Tim Berners-Lee: il diritto a essere dimenticati è pericoloso

Per Tim Berners-Lee, il diritto a essere dimenticati non è il modo giusto di affrontare la gestione dei dati personali su Internet.

British computer scientist Tim Berners-L

Come sempre quando si tratta di dinamiche del web, se a parlare è Tim Berners-Lee vale la pena fermarsi ad ascoltare ciò che dice. Nel dettaglio, il padre del World Wide Web ha affrontato nel corso della conferenza LeWeb a Parigi l'argomento legato al diritto a essere dimenticati:

"Questo diritto a essere dimenticati, al momento, sembra essere pericoloso. Il diritto ad accedere alla storia è importante."

Anche se di poche parole, l'opposizione di Berners-Lee nei confronti delle regole stabilite dall'Unione Europea assumono un significato piuttosto importante: l'informatico britannico è infatti sempre stato in prima linea nella difesa ai diritti delle persone su Internet, ma non ritiene evidentemente che quello all'oblio sia fondamentale.
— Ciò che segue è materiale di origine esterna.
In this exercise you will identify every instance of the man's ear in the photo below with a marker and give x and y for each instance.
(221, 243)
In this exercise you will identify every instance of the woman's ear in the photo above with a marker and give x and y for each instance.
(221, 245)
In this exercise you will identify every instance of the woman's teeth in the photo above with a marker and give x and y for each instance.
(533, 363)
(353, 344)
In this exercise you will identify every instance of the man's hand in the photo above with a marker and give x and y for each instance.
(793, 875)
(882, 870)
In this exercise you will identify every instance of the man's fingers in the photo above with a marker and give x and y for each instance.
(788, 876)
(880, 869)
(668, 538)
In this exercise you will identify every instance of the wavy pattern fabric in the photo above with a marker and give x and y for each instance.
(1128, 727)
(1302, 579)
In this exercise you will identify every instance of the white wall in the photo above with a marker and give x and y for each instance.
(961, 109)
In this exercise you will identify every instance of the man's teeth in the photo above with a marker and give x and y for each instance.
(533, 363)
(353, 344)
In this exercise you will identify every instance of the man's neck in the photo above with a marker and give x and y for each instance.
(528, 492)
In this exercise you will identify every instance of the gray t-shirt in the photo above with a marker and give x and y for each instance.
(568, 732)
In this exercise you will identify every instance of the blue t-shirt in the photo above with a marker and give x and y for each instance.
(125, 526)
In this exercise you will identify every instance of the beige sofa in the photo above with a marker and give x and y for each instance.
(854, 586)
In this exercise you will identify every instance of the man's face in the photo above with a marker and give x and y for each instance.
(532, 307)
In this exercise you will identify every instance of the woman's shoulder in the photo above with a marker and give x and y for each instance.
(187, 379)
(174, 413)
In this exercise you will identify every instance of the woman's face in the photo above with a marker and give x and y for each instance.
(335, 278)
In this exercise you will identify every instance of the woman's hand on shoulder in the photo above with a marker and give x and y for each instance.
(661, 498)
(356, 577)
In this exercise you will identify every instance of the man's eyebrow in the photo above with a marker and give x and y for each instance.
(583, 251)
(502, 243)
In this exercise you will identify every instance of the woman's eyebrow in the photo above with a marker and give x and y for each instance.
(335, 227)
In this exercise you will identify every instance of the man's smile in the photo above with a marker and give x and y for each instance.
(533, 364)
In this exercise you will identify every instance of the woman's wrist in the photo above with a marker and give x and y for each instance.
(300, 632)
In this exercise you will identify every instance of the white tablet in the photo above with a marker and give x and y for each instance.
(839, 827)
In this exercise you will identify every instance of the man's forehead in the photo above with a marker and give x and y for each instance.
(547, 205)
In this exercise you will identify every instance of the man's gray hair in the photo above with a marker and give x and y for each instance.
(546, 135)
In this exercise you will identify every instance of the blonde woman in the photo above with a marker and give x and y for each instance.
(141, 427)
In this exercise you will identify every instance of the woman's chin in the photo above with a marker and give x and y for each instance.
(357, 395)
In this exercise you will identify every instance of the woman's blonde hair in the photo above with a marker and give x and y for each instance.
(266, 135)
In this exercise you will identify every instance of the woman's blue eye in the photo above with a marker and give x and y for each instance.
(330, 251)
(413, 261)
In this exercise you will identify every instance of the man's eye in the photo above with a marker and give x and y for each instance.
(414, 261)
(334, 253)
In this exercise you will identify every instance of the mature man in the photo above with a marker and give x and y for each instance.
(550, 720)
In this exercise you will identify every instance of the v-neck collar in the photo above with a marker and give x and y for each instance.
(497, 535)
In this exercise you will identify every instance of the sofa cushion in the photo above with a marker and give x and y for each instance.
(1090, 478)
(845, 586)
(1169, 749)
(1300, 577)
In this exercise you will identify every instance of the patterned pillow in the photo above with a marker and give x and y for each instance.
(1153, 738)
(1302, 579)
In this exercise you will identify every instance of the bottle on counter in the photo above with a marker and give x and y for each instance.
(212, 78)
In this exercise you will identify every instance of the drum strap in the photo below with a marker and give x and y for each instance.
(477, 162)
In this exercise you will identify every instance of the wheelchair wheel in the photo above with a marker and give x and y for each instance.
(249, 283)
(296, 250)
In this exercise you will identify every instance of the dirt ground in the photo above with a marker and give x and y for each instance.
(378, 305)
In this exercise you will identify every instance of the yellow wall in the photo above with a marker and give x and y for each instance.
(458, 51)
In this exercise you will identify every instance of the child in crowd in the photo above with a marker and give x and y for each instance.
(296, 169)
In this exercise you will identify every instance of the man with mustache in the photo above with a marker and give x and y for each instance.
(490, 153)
Proteggere la privacy, del resto, non vuol dire rimuovere dalla rete la possibilità di accedere tramite motore di ricerca a contenuti arbitrariamente ritenuti non rilevanti, come stabilito dal diritto a essere dimenticati: secondo Berners-Lee, è giusto che le informazioni false siano cancellate, ma le informazioni vere devono essere mantenute per proteggere libertà d'espressione e storia.

Un esempio di regolamentazione intelligente dei vecchi dati riguardanti le persone potrebbe prevedere secondo il padre del web l'impedimento per un'azienda di accedere a eventuali crimini minori di un candidato commessi anni e anni prima:

"È la nostra società. L'abbiamo costruita noi. Possiamo definire le regole su come usare i dati. È molto meglio che provare a fare come se una cosa non sia mai successa."